There are products for which refrigeration doesn’t matter or isn’t ideal. “It’s less of an issue with serums because they are already liquid and less likely to separate compared to creams,” says Wu. Oils, which can solidify at lower temps, should be kept at room temperature or warmer.

But for others, a compact refrigerator can be the ideal storage. “Certain ingredients break down more quickly,” says Wu. “Retinoids are heat- and light-sensitive.” The same goes for products with vitamin C. Nail polishes can separate when exposed to sitting out awhile, and the molecules of perfume can break down over time — not just fading, but actually changing its fragrance as well. Lipsticks can also break, smudge, or melt if kept on a vanity in direct sunlight.

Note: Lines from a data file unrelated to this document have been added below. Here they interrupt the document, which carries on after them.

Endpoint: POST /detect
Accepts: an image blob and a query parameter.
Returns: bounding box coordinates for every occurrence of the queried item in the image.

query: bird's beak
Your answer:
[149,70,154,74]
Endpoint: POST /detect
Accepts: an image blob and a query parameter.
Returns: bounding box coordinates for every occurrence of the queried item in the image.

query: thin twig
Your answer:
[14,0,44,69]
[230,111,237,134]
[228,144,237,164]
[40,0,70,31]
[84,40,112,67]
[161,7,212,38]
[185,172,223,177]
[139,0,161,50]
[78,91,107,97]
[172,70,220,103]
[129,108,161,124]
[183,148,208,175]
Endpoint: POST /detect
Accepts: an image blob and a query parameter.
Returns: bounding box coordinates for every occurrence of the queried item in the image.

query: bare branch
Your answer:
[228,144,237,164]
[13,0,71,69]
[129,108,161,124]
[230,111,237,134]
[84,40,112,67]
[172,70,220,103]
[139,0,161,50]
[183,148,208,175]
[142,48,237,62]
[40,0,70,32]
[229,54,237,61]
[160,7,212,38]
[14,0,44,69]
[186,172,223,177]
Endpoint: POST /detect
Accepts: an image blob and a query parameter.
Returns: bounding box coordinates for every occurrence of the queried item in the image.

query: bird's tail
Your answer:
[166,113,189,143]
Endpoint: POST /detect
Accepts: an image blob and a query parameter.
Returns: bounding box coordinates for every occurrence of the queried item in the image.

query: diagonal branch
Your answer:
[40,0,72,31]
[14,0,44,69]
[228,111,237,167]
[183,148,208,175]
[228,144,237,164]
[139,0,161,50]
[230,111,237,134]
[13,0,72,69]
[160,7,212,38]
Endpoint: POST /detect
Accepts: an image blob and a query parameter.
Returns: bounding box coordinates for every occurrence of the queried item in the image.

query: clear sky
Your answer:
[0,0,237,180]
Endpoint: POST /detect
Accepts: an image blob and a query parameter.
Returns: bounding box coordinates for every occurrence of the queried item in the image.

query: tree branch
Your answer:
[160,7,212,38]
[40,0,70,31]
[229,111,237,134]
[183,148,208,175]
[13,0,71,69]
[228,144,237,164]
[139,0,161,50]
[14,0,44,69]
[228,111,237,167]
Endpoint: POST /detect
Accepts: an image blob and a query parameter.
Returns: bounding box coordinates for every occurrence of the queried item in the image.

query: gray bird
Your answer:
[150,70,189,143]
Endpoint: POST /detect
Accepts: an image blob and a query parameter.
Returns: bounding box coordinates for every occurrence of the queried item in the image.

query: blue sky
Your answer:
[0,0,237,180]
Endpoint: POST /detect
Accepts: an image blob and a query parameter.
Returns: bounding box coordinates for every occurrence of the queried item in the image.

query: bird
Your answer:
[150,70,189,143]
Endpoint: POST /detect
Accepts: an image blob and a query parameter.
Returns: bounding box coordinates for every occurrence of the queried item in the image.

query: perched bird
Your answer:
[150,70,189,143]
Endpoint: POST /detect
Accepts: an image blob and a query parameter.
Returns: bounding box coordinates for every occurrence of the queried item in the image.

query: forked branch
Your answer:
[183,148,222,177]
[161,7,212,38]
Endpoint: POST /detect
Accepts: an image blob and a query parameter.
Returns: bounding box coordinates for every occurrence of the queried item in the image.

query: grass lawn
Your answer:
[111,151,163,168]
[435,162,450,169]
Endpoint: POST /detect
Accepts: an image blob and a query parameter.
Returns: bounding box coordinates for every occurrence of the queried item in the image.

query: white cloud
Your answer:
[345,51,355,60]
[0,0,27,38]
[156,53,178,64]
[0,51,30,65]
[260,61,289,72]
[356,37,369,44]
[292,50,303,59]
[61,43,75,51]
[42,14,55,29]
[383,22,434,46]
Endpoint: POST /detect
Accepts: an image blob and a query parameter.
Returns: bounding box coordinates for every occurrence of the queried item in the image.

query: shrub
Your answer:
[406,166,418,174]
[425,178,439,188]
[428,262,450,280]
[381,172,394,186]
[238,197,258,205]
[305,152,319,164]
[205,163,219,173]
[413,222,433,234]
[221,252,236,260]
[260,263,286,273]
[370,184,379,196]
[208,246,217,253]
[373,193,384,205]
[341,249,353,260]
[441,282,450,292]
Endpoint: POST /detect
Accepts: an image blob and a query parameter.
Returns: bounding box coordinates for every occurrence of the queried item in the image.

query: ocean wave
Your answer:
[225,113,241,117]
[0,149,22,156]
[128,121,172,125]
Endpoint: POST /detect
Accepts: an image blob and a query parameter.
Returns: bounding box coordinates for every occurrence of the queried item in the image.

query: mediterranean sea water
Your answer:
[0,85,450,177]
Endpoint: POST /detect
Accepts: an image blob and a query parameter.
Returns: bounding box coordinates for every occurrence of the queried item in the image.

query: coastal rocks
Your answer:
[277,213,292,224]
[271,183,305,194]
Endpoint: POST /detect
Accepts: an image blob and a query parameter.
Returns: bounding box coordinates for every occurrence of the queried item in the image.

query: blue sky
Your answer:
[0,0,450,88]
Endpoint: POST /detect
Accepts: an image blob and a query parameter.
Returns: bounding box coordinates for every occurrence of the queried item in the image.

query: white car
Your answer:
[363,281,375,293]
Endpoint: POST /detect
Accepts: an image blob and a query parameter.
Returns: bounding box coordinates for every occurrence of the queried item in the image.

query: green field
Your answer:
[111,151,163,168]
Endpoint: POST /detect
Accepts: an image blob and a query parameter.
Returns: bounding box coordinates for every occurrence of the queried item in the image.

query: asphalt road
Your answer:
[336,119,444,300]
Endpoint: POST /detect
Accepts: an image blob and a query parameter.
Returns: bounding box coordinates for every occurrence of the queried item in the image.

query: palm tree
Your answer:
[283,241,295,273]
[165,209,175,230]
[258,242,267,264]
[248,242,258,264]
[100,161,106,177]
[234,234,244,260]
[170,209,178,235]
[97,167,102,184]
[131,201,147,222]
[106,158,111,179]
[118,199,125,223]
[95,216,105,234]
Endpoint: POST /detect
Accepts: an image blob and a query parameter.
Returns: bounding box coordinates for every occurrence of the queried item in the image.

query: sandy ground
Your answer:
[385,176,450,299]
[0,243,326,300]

“Water-based toners and mists also take to the fridge,” says Wu. “Keeping them cool in the refrigerator can also help cool down the skin and relieve inflammation, rosacea, or itching.”

Of course, you can just store your stuff in a kitchen refrigerator. However, if you’re prone to forgetting to use your cream because it’s out of sight, Wu recommends skipping the fridge and keeping it in the coolest, darkest place in your bathroom, like the cabinet under the sink. Heat rises, so the top shelf behind your bathroom mirror just might be the worst spot for your retinoids, vitamin C products, nail polishes, lipsticks, and perfumes. That all said, having one cream turn bad is enough to convince me that a $40 bathroom mini fridge might be a worthy investment for my lazy ass.